An eye on earmarks: There's something in them for everyone

April 12, 2009|By JEAN MARBELLA

I think I've come up with the ultimate earmark: "BioAgroEco Infrastructure Improvements to 911 Communications, Chesapeake Oyster Protection and Endless Preparations for BRAC - Plus a Little Something for Girl Scouts, Easter Seals and Victims of Head Trauma."

Reading through the earmark wish lists that Maryland's congressional representatives have compiled, I thought of that old song about the ultimate country lyrics, covering all the bases beloved by that genre: "Well, I was drunk the day my mama got out of prison, and I went to pick her up in the rain. But before I could get to the station in a pickup truck, she got runned over by a damned old train."

So it is with the earmarks that Maryland's delegation are requesting - all the usual suspects on the state's checklist of the deserving get a nod, or five: the bay, the police, the children, the military, the medical research.

Thanks to the new transparency that Congress is now supposed to be operating under when it comes to the hot topic of earmarks, House members had to make public which projects they want funded in the 2010 budget. (Senators have a later deadline to do the same.)
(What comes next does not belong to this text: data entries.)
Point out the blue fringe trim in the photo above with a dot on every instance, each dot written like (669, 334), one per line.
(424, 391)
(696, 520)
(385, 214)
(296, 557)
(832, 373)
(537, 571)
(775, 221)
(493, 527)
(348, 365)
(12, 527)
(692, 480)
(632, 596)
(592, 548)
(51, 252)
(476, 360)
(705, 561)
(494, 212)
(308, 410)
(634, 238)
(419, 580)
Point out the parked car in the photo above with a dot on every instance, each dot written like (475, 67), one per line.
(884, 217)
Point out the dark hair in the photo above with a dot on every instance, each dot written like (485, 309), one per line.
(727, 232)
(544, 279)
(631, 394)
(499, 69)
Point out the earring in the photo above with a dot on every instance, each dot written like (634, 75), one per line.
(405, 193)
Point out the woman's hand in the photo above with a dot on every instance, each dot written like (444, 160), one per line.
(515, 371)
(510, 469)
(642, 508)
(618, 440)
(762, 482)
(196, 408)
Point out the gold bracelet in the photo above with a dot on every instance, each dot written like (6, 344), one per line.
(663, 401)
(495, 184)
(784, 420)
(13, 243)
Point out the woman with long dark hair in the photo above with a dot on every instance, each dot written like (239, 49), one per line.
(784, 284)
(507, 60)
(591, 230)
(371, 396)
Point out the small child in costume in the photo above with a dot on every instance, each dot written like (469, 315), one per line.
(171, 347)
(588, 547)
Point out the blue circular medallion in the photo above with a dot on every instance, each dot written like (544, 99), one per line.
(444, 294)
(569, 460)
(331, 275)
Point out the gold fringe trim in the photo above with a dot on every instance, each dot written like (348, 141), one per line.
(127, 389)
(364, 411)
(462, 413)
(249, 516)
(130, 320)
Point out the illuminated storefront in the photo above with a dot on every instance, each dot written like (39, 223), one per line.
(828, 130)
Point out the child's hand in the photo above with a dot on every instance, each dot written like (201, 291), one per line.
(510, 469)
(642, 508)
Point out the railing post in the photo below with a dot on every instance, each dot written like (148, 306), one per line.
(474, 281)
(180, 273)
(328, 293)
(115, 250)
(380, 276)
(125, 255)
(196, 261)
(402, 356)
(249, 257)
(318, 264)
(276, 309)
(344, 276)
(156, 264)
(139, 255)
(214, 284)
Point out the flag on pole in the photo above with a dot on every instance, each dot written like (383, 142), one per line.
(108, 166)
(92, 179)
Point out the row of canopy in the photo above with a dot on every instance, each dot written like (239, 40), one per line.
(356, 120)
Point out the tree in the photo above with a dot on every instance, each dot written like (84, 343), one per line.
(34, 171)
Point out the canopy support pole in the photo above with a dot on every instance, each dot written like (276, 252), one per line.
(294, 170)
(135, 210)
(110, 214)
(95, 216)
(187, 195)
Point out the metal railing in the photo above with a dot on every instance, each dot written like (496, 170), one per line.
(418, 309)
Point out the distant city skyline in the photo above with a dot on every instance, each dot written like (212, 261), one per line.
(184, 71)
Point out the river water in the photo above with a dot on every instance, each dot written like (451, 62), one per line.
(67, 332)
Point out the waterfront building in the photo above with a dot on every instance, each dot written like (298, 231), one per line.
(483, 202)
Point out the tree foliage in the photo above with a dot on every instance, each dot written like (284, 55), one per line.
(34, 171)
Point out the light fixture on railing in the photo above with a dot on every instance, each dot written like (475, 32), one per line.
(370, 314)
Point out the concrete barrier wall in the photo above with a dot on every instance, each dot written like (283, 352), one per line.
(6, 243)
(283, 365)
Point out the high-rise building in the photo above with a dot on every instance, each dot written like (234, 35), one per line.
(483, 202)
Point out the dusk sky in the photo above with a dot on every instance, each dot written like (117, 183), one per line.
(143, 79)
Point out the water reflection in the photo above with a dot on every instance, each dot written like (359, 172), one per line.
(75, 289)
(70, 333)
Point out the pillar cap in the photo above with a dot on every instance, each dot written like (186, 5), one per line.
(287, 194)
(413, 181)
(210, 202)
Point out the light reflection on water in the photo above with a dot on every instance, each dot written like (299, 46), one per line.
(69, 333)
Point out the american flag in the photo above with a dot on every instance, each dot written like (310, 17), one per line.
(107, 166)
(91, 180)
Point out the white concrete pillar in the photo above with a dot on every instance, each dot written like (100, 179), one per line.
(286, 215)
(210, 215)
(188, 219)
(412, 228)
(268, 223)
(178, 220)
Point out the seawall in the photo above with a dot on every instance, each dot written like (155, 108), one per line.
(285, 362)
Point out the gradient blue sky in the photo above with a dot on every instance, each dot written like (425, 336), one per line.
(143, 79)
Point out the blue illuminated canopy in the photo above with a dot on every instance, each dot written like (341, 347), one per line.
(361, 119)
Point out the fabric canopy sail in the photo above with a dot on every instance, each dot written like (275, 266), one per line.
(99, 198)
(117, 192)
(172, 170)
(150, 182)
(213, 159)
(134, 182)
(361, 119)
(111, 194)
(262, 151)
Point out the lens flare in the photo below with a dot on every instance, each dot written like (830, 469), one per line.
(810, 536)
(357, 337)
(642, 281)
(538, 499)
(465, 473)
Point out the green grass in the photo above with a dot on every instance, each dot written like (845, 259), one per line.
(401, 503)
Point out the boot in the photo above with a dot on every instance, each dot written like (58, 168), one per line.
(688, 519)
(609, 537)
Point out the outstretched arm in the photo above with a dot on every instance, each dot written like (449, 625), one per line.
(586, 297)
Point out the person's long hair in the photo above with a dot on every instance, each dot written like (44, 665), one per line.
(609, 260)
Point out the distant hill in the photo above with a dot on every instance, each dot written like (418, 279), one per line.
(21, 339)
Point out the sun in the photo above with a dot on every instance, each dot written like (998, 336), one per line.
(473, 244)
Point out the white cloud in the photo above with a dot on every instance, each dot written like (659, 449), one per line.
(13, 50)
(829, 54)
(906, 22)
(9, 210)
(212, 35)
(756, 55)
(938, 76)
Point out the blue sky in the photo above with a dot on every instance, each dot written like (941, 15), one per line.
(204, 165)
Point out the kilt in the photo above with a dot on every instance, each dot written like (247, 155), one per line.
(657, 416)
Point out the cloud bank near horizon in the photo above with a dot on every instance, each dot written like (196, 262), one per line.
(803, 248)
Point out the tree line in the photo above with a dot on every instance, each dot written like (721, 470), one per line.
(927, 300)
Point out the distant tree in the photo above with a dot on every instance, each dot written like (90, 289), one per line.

Earmarks, of course, became a campaign issue last year, denounced as the ultimate in government waste and pork barrel spending. Never mind that a) they represent a tiny fraction, 1 percent or 2 percent, of total federal spending and b) their loudest critics often turned out to be the same ones who requested and accepted them for their states.

Still, earmarks remain the potato chip of politicians. They may be bad for you - some opponent is likely to find a mockable request you've made involving fruit flies or volcanoes - but they're ultimately irresistible.

For all the cheap and easy outrage you can generate by highlighting a project that seems trivial - some of the great advances in science, after all, have come from research involving fruit flies - surely earmarks have funded some worthy local projects that otherwise wouldn't have come to the attention of those who control the budget in Washington.

So the solution was not to outlaw earmarks but to make the process a more public one: Congressional representatives now have to publish their earmark requests on their official Web sites, rather than springing them at the last minute attached to some legislation as it heads to the floor for a vote. For all the grandstanding about the evils of earmarks, and while some missed the April 4 deadline for publishing their wish lists, most House members managed to find a few projects that deserved funding.

Maryland's congressional delegation complied with the requirement, although some presented their earmark lists on their Web sites with more opacity than transparency, The Baltimore Sun's Paul West reported on Friday. Luckily, he provided a click-by-click guide to finding some of the more well-hidden lists.

Maybe it's because earmarks were going to get more scrutiny this year than in the past, but reading through the Maryland reps' requests, I had to stifle a few yawns. The lists are nothing if not earnest and well-meaning, practically multigrained in how good for you just about everything seemed. Is there anyone who doesn't want to help the bay, the police and sick people, or fund public transit, medical research, improved food safety and better weaponry for the troops?

I lost track of the number of earmarks that featured the word "Chesapeake" in their titles. If every Chesapeake-related earmark were approved, apparently every drop of bay water, every bay-dwelling oyster, every bobbing buoy, every blade of marsh grass, every nutrient or sediment that threatens to run off into the bay would be minutely studied, monitored and measured.

First responders' needs, emergency communications systems and other local and state police wishes get much attention. Programs with buzzwords like gang intervention and youth mentoring and domestic violence make the lists. Maryland's medical and biotech fields would certainly benefit - funds would be channeled toward everything from diabetes to battlefield wound treatment to brain trauma rehabilitation.

BRAC, the base realignment program expected to bring an influx of new residents to the state, gets cited for all sorts of projects at Aberdeen Proving Ground and Fort Meade and the counties they're in.

Maybe there are some boondoggles in the lists, maybe some funneling of funds as payback for a campaign contribution or favor, some road work that benefits a particularly favored constituency. It's hard to tell from the brief capsule descriptions. Some seem entirely provincial (the $25,000 Rep. Elijah E. Cummings wants for the "7th District Eye Care Initiative"), or something that private rather than public money should go toward (the $500,000 Rep. C.A. Dutch Ruppersberger seeks for the Cal Ripken, Sr. Foundation to expand its programs for disadvantaged children).

These are just requests at this point - and West quoted Ruppersberger as saying Maryland would be lucky to get 20 percent of what its representatives are asking for. But at least with the new requirement that lawmakers disclose what they're requesting, the word "earmark" now actually means something besides "a project someone else wants funded."